1 Thus termed by the Agranat Commission, the National Commission of Inquiry set up in the aftermath of the Yom Kippur War to investigate the mistakes in the prelude to the war.
2 Abraham Rabinovich, The Yom Kippur War, 36–37.
3 American pressure on Israel from President Nixon and Secretary of State Kissinger not to preemptively attack was immense. Defense Minister Dayan and Prime Minister Meir decided against a major mobilization or any preemptive strike in order not to be seen as the aggressor, as had happened in 1967, and not to risk losing US support should there be a war. Howard Blum, The Eve of Destruction – the Untold History of the Yom Kippur War, 143–144.
4 Reishit is the obvious word as it is not only the first word in the Torah, Bereishit, but it is also mentioned in Devarim (11:12) as “the beginning of the year, reishit hashanah.” It is from here that the Talmud (Rosh Hashanah 17b) learns the concept of annual judgment on Rosh Hashanah. Nevertheless, our Sages chose Rosh Hashanah as the name of the festival and the talmudic tractate.
5 In his introduction to the Laws of Teshuva, Rambam considers the source of the mitzvah of teshuva to be וִדּוּי – confession.

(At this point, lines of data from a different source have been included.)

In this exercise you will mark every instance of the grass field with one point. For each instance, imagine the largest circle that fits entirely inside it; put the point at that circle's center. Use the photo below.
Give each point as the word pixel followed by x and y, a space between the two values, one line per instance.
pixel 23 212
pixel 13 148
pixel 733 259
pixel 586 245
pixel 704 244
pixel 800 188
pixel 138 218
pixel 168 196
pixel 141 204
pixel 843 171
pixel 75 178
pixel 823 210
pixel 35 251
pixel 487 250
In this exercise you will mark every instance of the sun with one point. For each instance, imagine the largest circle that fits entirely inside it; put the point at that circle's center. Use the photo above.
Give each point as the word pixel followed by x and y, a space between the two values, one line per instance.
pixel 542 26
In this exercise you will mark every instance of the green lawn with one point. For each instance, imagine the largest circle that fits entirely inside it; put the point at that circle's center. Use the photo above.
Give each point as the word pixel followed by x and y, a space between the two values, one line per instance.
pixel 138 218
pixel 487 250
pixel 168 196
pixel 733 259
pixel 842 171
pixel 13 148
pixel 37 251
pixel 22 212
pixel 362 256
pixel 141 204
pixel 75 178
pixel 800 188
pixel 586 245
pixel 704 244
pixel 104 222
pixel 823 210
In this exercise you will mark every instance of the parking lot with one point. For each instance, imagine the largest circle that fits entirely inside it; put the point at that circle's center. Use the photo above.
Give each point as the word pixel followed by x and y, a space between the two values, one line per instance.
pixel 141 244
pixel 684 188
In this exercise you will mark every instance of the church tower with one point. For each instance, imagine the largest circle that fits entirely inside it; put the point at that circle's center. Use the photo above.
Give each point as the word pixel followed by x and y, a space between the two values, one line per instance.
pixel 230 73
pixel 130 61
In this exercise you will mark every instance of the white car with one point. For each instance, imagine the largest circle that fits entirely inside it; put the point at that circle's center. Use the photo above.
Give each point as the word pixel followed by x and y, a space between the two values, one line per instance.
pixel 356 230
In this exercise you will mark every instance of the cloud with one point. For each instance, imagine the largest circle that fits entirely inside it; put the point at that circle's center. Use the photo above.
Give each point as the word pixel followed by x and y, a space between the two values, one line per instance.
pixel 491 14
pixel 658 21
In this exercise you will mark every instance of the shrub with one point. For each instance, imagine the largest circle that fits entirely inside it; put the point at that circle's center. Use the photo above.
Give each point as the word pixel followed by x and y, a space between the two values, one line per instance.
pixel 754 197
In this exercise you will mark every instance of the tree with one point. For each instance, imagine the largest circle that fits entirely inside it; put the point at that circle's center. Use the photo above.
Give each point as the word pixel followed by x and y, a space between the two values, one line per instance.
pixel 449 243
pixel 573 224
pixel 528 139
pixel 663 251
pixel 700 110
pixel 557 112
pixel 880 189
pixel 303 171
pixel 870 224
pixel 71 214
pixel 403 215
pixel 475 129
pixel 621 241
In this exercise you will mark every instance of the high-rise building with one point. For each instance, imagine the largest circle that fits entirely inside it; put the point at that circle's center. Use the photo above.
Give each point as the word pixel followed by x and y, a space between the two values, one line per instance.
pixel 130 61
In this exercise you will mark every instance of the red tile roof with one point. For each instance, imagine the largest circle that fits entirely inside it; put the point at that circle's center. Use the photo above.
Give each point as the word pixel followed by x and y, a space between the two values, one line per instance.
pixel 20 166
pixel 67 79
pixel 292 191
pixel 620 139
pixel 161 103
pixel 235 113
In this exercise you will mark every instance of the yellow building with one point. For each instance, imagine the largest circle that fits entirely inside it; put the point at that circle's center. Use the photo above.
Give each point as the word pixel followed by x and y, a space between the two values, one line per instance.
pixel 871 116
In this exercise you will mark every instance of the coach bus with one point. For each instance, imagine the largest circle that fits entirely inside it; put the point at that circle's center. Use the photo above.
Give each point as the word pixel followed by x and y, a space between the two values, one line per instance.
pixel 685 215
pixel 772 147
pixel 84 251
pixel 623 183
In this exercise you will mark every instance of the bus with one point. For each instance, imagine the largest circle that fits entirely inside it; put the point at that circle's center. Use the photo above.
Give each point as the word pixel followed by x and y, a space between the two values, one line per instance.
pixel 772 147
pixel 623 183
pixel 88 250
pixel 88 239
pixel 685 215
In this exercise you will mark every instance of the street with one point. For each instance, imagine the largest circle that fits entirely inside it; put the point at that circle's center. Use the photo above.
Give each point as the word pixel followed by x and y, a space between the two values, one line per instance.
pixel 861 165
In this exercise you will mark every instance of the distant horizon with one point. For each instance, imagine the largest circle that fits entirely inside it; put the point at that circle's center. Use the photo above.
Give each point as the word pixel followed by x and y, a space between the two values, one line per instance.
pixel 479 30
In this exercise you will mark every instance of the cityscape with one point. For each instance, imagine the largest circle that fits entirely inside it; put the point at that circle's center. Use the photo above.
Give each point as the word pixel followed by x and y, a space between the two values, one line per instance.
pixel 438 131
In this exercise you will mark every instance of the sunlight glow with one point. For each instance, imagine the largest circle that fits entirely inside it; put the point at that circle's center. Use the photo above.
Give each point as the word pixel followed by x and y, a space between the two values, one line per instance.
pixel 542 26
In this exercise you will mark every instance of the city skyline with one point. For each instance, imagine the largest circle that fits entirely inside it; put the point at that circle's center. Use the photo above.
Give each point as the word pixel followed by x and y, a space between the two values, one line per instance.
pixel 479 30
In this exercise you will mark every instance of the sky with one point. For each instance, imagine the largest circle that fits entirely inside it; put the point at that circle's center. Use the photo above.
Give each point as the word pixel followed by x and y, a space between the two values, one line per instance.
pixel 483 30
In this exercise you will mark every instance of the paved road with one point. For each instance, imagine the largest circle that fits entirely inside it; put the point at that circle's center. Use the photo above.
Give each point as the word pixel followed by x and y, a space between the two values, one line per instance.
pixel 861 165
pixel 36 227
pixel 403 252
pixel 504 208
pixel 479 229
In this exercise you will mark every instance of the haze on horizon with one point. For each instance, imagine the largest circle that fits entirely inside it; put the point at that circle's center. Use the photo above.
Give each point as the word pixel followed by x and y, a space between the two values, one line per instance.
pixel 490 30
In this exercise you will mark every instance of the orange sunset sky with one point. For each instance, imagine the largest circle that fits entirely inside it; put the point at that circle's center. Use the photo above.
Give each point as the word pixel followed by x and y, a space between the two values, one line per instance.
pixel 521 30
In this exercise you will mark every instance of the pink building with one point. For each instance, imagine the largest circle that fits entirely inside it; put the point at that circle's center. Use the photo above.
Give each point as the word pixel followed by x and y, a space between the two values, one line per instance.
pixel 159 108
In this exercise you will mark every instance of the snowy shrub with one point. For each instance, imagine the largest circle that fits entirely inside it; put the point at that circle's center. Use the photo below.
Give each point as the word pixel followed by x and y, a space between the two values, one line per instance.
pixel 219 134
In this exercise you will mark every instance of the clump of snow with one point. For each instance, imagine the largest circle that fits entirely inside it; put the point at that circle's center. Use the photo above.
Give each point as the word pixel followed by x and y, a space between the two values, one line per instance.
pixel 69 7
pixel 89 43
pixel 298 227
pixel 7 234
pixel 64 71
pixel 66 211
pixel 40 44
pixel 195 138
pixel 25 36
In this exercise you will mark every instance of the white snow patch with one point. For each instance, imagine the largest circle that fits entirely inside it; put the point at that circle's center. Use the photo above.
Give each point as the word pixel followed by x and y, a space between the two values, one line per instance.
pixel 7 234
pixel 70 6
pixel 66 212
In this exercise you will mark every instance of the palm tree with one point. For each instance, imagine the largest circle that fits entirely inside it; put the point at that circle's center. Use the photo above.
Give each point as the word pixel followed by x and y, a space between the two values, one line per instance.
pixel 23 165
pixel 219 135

6 Rabbeinu Tam supports this view of Rosh Hashanah, stating that the world was created in thought in Tishrei and physically in Nissan (Rosh Hashanah 27a). This is how he resolves the rabbinic statements that describe both Tishrei and Nissan as times of creation (Rosh Hashanah 10). First the world was created in thought, through a vision of the world and its ideal potential. Thereafter, in Nissan, it was created in reality. Clearly, the focus of Rosh Hashanah is the realm of thought.
7 Dr Noam Weissman, Unpacking Israeli History Podcast, The Yom Kippur War – A National Catastrophe.
8 Rabinovich, The Yom Kippur War, 6–8.
9 Rabbi Norman Lamm, Remembering the Six-Day War, Tradition 40, 2 (Summer 2007), 7–13. With thanks to Rabbi Aviad Tabory, who quotes this in State of Halakha, 76.
10 Chaim Herzog, Milchemet Yom HaDin, 250.
Rabbi Doron Perez is the Executive Chairman of World Mizrachi.